The competition between the agencies began last year over the other two sites, Elsmere and the Santa Monica Mountains canyons. Los Angeles city and county officials were negotiating creation of a landfill at Elsmere to be run by the Sanitation Districts. The conservancy did not try to snap up the Elsmere site, but insisted that the destruction of Elsmere be mitigated by the transfer to conservancy ownership of the three canyons in the Santa Monicas, which are owned by the county and the districts.

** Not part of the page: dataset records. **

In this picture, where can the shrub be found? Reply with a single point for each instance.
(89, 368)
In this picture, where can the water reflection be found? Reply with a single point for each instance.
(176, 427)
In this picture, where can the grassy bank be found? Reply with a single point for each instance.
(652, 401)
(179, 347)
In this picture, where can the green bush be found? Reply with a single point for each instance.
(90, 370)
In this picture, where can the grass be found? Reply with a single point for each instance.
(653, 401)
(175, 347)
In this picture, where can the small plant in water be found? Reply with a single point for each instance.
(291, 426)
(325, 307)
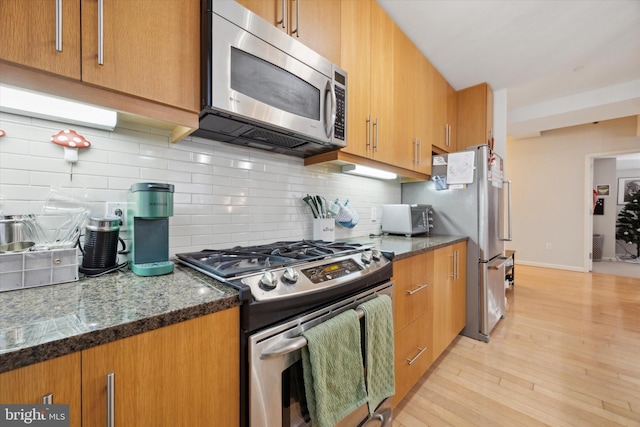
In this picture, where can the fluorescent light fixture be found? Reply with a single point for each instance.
(31, 104)
(368, 172)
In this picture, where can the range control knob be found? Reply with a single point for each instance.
(268, 281)
(290, 276)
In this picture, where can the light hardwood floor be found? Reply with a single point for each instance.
(567, 353)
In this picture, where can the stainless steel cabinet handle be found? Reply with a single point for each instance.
(59, 25)
(283, 21)
(422, 350)
(418, 289)
(369, 132)
(100, 32)
(111, 410)
(297, 30)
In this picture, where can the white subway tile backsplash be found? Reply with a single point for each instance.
(225, 195)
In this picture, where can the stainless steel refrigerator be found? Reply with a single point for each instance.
(470, 197)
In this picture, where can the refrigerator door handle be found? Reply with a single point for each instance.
(509, 238)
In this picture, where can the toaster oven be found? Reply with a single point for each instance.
(407, 220)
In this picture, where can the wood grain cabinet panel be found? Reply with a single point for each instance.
(475, 116)
(34, 35)
(315, 23)
(181, 374)
(59, 378)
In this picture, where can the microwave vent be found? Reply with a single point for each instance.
(273, 138)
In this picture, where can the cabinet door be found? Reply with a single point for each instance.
(34, 35)
(413, 354)
(382, 107)
(452, 118)
(423, 106)
(59, 377)
(405, 144)
(440, 138)
(356, 60)
(413, 294)
(443, 270)
(317, 24)
(177, 375)
(149, 49)
(459, 289)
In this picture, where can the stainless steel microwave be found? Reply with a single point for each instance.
(264, 89)
(409, 220)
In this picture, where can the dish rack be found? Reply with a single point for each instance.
(38, 268)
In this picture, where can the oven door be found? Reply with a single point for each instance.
(276, 389)
(260, 74)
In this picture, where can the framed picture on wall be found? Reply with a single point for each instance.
(626, 187)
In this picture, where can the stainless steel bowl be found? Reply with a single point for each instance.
(16, 247)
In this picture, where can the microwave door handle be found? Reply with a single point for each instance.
(331, 120)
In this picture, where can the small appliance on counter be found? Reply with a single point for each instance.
(150, 206)
(407, 220)
(100, 250)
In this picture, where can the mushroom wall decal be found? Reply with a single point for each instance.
(71, 141)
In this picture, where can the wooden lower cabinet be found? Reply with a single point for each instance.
(413, 354)
(429, 305)
(183, 374)
(449, 295)
(413, 313)
(59, 378)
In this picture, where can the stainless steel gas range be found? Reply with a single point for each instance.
(287, 288)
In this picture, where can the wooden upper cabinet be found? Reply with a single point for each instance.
(356, 60)
(475, 115)
(146, 49)
(34, 35)
(315, 23)
(58, 378)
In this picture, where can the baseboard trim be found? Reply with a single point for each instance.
(554, 266)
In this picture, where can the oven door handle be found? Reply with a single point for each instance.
(292, 344)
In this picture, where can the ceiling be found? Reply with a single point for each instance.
(561, 62)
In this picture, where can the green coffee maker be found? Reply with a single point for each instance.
(148, 211)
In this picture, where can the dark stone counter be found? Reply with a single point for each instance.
(41, 323)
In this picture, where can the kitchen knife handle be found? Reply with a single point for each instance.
(111, 399)
(100, 32)
(59, 25)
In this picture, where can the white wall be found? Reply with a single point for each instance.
(550, 201)
(224, 195)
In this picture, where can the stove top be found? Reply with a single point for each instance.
(285, 269)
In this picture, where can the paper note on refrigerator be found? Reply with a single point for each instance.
(460, 167)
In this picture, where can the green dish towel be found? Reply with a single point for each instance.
(333, 369)
(378, 319)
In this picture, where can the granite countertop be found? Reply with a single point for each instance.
(405, 247)
(41, 323)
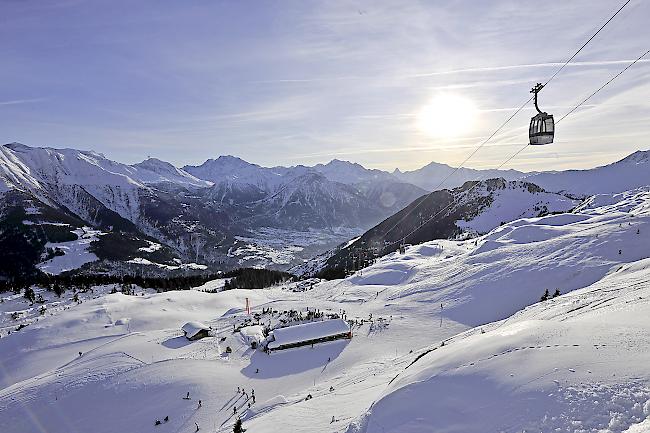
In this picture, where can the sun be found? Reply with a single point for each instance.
(447, 116)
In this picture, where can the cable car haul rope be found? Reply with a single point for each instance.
(510, 158)
(539, 131)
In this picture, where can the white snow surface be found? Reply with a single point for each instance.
(76, 253)
(575, 363)
(513, 203)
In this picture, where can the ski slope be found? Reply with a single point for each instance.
(480, 296)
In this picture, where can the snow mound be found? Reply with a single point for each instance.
(575, 363)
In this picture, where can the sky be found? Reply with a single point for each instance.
(303, 82)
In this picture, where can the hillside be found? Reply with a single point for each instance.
(135, 360)
(461, 212)
(631, 172)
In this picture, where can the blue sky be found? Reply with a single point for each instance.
(302, 82)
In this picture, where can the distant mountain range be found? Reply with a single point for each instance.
(222, 214)
(473, 208)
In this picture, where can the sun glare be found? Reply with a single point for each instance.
(447, 116)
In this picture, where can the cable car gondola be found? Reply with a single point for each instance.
(542, 125)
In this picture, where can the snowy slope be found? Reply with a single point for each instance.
(433, 174)
(576, 363)
(135, 361)
(516, 200)
(630, 172)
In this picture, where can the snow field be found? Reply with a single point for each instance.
(574, 363)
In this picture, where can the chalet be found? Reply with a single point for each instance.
(308, 334)
(195, 330)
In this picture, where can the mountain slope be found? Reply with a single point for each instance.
(466, 210)
(431, 175)
(630, 172)
(392, 375)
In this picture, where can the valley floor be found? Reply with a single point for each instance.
(577, 362)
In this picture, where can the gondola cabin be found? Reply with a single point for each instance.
(542, 125)
(542, 129)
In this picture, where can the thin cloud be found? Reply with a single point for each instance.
(21, 101)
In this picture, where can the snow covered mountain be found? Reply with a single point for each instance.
(228, 213)
(576, 362)
(630, 172)
(468, 210)
(213, 219)
(431, 175)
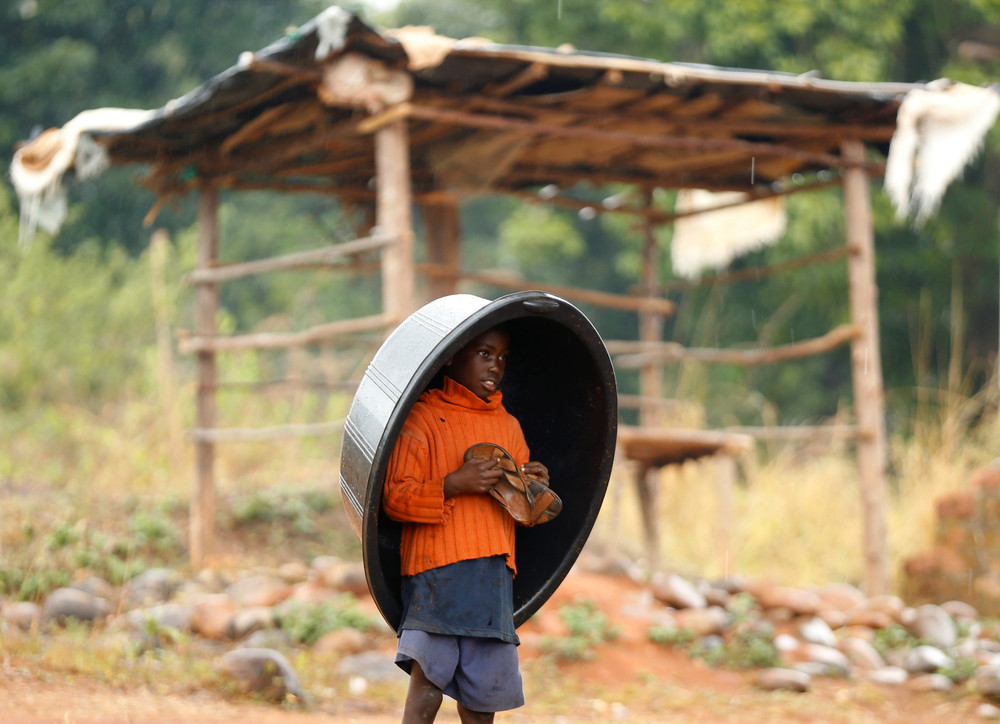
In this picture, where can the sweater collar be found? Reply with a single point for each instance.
(458, 394)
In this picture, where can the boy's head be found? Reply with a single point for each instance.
(480, 365)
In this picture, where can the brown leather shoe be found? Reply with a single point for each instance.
(527, 499)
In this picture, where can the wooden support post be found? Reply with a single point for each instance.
(442, 242)
(725, 481)
(394, 217)
(202, 534)
(866, 367)
(650, 387)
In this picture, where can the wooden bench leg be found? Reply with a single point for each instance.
(647, 493)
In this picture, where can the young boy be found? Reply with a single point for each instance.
(457, 549)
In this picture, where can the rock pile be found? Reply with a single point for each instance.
(831, 630)
(835, 630)
(243, 618)
(964, 561)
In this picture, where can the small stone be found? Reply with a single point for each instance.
(252, 619)
(264, 672)
(266, 638)
(95, 586)
(841, 596)
(212, 615)
(931, 682)
(23, 614)
(815, 630)
(71, 603)
(891, 675)
(826, 655)
(800, 602)
(677, 592)
(258, 591)
(988, 681)
(372, 666)
(783, 680)
(862, 654)
(933, 624)
(702, 621)
(342, 641)
(155, 585)
(960, 611)
(926, 659)
(166, 615)
(987, 711)
(869, 618)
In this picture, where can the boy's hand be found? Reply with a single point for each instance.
(475, 476)
(536, 470)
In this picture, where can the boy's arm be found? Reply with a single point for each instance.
(407, 495)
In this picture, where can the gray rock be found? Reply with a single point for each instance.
(927, 660)
(64, 604)
(95, 586)
(933, 624)
(988, 681)
(987, 711)
(268, 638)
(248, 620)
(372, 666)
(261, 590)
(830, 657)
(23, 614)
(960, 610)
(677, 592)
(174, 616)
(151, 587)
(264, 672)
(862, 654)
(703, 621)
(786, 642)
(931, 682)
(891, 675)
(783, 680)
(816, 631)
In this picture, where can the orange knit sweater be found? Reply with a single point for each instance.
(440, 427)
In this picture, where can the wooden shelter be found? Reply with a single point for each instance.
(388, 120)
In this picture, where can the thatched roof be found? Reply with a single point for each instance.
(300, 113)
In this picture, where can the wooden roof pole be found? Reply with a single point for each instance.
(650, 386)
(202, 531)
(866, 367)
(394, 217)
(442, 241)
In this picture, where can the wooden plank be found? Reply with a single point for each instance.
(276, 340)
(866, 371)
(443, 246)
(601, 299)
(630, 355)
(299, 260)
(275, 432)
(393, 216)
(461, 118)
(201, 542)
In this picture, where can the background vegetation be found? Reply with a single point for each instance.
(94, 400)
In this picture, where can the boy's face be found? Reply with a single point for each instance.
(480, 364)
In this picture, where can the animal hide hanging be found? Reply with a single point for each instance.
(712, 239)
(939, 129)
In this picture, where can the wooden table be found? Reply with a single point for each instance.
(651, 448)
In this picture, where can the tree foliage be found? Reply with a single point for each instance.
(938, 285)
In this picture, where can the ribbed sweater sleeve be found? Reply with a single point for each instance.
(432, 443)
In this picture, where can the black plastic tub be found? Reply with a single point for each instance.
(561, 387)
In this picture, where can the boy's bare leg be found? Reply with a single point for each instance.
(423, 699)
(474, 717)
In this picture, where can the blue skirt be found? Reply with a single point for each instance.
(467, 598)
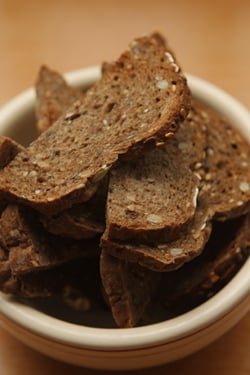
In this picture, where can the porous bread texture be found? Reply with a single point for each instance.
(225, 176)
(151, 198)
(83, 220)
(129, 289)
(224, 193)
(137, 104)
(8, 150)
(169, 255)
(53, 97)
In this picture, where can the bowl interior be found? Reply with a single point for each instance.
(53, 318)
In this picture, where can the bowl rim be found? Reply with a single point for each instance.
(170, 330)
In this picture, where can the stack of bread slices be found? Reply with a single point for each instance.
(134, 194)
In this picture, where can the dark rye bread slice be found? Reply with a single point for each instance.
(151, 198)
(137, 104)
(226, 251)
(129, 289)
(8, 150)
(84, 220)
(31, 248)
(225, 174)
(53, 97)
(165, 256)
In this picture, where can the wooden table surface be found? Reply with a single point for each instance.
(211, 40)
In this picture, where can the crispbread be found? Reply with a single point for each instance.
(53, 97)
(153, 197)
(84, 220)
(137, 104)
(165, 256)
(225, 175)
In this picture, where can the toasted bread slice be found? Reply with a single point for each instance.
(137, 104)
(225, 175)
(165, 256)
(152, 198)
(53, 97)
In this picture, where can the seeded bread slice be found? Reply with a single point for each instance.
(165, 256)
(30, 248)
(137, 104)
(129, 289)
(54, 97)
(226, 251)
(225, 176)
(84, 220)
(8, 150)
(151, 198)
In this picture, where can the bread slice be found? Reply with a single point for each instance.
(226, 251)
(129, 289)
(151, 198)
(8, 150)
(225, 175)
(165, 256)
(137, 104)
(84, 220)
(30, 248)
(53, 97)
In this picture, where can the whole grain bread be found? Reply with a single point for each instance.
(225, 252)
(129, 289)
(165, 256)
(53, 97)
(84, 220)
(137, 104)
(225, 175)
(153, 197)
(8, 150)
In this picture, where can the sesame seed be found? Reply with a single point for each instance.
(169, 135)
(244, 186)
(154, 219)
(195, 197)
(244, 164)
(173, 87)
(196, 235)
(131, 207)
(169, 57)
(182, 146)
(163, 84)
(131, 197)
(33, 173)
(176, 251)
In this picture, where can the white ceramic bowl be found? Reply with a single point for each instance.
(112, 348)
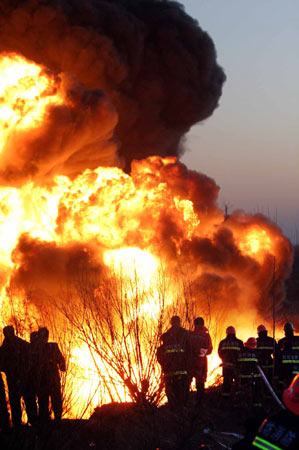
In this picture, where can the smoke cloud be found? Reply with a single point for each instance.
(154, 62)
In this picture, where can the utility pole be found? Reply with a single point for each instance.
(274, 316)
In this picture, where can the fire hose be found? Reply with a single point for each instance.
(269, 387)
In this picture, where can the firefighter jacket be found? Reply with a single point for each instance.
(201, 346)
(279, 432)
(288, 357)
(248, 360)
(51, 361)
(267, 348)
(229, 350)
(15, 358)
(174, 353)
(289, 342)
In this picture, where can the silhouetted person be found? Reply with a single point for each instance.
(267, 349)
(4, 416)
(201, 346)
(288, 356)
(14, 352)
(51, 361)
(174, 357)
(229, 350)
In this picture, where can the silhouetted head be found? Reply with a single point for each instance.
(9, 331)
(262, 330)
(199, 321)
(34, 337)
(288, 328)
(250, 343)
(43, 334)
(291, 396)
(175, 321)
(230, 330)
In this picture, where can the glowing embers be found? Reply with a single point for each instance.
(26, 90)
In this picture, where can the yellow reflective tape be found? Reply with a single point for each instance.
(247, 359)
(175, 350)
(256, 375)
(230, 348)
(265, 348)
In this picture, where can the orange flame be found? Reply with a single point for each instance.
(161, 214)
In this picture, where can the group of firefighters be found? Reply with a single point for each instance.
(32, 373)
(183, 356)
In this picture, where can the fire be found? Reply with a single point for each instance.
(26, 91)
(159, 229)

The conservancy joined forces with BKK Corp., a private waste disposal firm that held land and options at Elsmere, in an effort to enhance each party’s bargaining strength. BKK ultimately accepted a lucrative buyout offer from the city and county. The city and county, however, also agreed to preserve at least two of the canyons in the Santa Monicas if Elsmere becomes a landfill.

Larry Berg, director of the Jesse Unruh Institute of Politics at USC, said the conflict suggests the need for regional government to resolve land-use conflicts. “You’ve got to have landfills and . . . you need parks as well,” he said. Following their legal mandates, both agencies are “looking to solve one of these problems and not all of them,” Berg said.

At the same time, according to Berg, area sanitation officials have been slow to inaugurate recycling and waste-reduction programs, thus aggravating the problem.